フロム・ソフトウェアが『キングスフィールド』で培った3Dアクションゲームの技術を基に、『アーマード・コア』シリーズの開発が始まった。
作品ごとに詳細は異なるものの、基本的には国家による支配が崩壊し、巨大企業が支配する近未来を舞台に、プレイヤーは「レイヴン」または「リンクス」と呼ばれる傭兵となり、「アーマード・コア(AC)」と呼ばれる人型機動兵器を操ってさまざまな任務を遂行していくというストーリーが展開される。主人公は主に中立的な傭兵斡旋組織(例として『AC1』の「レイヴンズ・ネスト」)から依頼を受け、報酬を得る。また「アリーナ」や「オーダーマッチ」と呼ばれるレイヴン同士の対戦もあり、その成績によって傭兵としてのランクが評価される。
ゲームの特徴は、プレイヤーが多数のパーツを組み合わせて自分好みのACを設計できる点にある。各パーツには異なるパラメータが設定されており、その性能が実際の操作に反映され、立体的な空間での戦闘が展開される。また、シリーズの一部作品では趣向を変えたシステムも採用されており、たとえば『ACFF』では、AIが操縦する無人AC「u-AC」による競技大会「フォーミュラ・フロント」を舞台に、プレイヤーはu-ACを設計する技術者「アーキテクト」として登場する。
ACは全11のパーツから構成されており、腕部や胴体などの基本構成パーツに加え、武器やメインコンピュータといった細かな要素まで、プレイヤーが自由に組み上げてオリジナルの機体を作り出し、スピード感あふれる戦闘を楽しむことができる。
本作は基本的に1人用だが、対戦アクションゲームとしての要素も強く、公式大会や企業協賛、ゲーム雑誌主催、さらにはファンによる小規模な大会など、さまざまな対戦イベントが行われてきた。初期には電話回線を用いたダイアルアップによるオンライン対戦にも対応しており、遠隔地のプレイヤーとの対戦も可能であった。後にはチーム単位での対戦も実装され、遊びの幅が広がった。
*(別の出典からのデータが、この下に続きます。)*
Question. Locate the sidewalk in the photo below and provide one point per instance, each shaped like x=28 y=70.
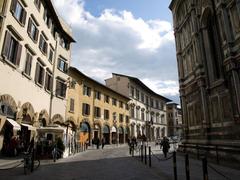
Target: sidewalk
x=164 y=167
x=10 y=162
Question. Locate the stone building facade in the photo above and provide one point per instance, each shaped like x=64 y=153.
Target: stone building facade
x=97 y=111
x=147 y=108
x=207 y=37
x=35 y=52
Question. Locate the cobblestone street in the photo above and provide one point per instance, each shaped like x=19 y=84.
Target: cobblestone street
x=114 y=162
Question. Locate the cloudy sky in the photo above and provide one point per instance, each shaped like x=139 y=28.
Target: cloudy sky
x=131 y=37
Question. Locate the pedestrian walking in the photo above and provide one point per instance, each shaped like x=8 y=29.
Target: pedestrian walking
x=103 y=142
x=165 y=146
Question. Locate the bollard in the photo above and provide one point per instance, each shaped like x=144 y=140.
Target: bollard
x=175 y=165
x=150 y=160
x=205 y=172
x=217 y=154
x=145 y=155
x=187 y=167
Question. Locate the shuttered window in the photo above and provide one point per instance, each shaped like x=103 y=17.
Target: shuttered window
x=61 y=88
x=12 y=49
x=18 y=11
x=62 y=65
x=28 y=64
x=39 y=74
x=43 y=46
x=71 y=105
x=85 y=109
x=32 y=30
x=106 y=114
x=97 y=112
x=49 y=81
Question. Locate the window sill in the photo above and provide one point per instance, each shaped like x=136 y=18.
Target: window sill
x=26 y=75
x=9 y=62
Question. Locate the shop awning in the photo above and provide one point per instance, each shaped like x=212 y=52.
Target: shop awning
x=30 y=127
x=15 y=125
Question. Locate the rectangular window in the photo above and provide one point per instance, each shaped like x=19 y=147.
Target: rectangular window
x=50 y=57
x=132 y=91
x=127 y=107
x=151 y=102
x=32 y=30
x=106 y=98
x=62 y=65
x=98 y=95
x=157 y=104
x=147 y=100
x=49 y=81
x=28 y=64
x=127 y=119
x=97 y=112
x=64 y=43
x=71 y=105
x=120 y=118
x=142 y=97
x=114 y=116
x=86 y=90
x=38 y=4
x=137 y=94
x=61 y=88
x=39 y=75
x=142 y=115
x=106 y=114
x=43 y=45
x=85 y=109
x=120 y=104
x=114 y=102
x=12 y=49
x=18 y=11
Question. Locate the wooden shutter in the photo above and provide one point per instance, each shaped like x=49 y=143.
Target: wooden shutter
x=19 y=52
x=64 y=90
x=51 y=83
x=23 y=16
x=13 y=5
x=58 y=88
x=46 y=80
x=28 y=64
x=43 y=75
x=40 y=42
x=36 y=35
x=88 y=109
x=37 y=72
x=6 y=44
x=29 y=26
x=65 y=67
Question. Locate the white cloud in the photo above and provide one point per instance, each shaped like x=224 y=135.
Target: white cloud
x=116 y=41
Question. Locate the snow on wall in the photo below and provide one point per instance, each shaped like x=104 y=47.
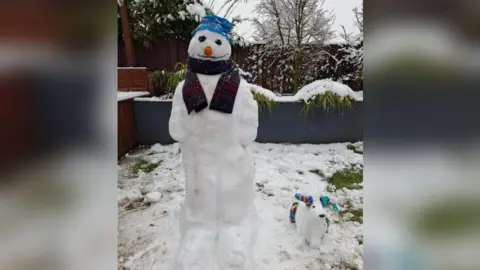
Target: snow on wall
x=305 y=93
x=128 y=95
x=308 y=91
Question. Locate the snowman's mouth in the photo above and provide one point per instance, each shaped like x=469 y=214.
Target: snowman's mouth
x=211 y=57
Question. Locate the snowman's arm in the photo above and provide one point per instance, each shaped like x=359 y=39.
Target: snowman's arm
x=249 y=119
x=179 y=112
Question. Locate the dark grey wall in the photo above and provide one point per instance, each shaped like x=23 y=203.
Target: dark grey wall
x=284 y=124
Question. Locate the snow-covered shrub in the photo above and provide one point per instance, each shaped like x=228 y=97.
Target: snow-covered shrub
x=327 y=94
x=286 y=68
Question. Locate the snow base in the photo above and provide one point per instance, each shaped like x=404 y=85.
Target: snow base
x=149 y=237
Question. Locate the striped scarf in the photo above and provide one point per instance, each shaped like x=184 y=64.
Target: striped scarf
x=226 y=90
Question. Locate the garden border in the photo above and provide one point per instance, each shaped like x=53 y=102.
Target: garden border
x=284 y=123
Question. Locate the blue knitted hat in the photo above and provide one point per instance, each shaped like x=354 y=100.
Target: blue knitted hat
x=215 y=24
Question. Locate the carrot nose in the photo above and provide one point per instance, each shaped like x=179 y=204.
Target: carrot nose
x=207 y=50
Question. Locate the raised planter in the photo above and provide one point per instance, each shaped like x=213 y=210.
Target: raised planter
x=284 y=124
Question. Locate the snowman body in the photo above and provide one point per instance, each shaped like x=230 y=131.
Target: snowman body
x=218 y=214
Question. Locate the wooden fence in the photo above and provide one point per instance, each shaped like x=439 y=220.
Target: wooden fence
x=126 y=136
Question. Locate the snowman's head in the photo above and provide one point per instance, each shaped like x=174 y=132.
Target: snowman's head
x=210 y=39
x=208 y=45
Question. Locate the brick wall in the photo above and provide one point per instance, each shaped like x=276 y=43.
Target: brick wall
x=133 y=79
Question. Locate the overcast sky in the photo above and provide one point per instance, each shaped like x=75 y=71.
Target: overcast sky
x=341 y=8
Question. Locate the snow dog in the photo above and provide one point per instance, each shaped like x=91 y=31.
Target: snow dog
x=310 y=217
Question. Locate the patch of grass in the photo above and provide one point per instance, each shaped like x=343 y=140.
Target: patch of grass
x=348 y=178
x=355 y=148
x=317 y=172
x=143 y=165
x=263 y=101
x=328 y=100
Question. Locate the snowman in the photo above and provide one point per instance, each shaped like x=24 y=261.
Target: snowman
x=215 y=119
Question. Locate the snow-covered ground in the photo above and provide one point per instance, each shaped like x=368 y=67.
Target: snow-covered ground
x=149 y=204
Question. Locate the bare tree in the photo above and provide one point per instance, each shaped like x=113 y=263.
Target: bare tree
x=359 y=18
x=358 y=21
x=294 y=21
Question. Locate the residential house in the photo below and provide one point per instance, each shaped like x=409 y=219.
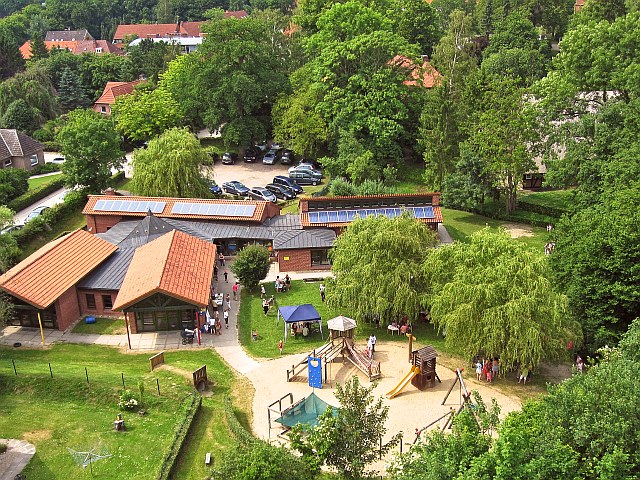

メカニックのデザインには河森正治をはじめとした著名なデザイナーが参加しており、登場人物のビジュアルはあまり描かれないものの、数多くの実力派声優が起用されている点も魅力の一つ。
フロム・ソフトウェアはPlayStationの登場以降にゲーム業界へと参入した後発組であったが、『キングスフィールド』と並んでこの『アーマード・コア』シリーズが看板タイトルとなり、その実績から『重鉄騎』や『Another Century's Episode(A.C.E.)』シリーズといった他社ロボットゲームの開発にも関わるようになった。その後も培われた3Dアクションのノウハウは、『DARK SOULS』や『Bloodborne』といった代表作にも受け継がれ、さらにはそれらの知見が再び『アーマード・コア』シリーズへと還元されている。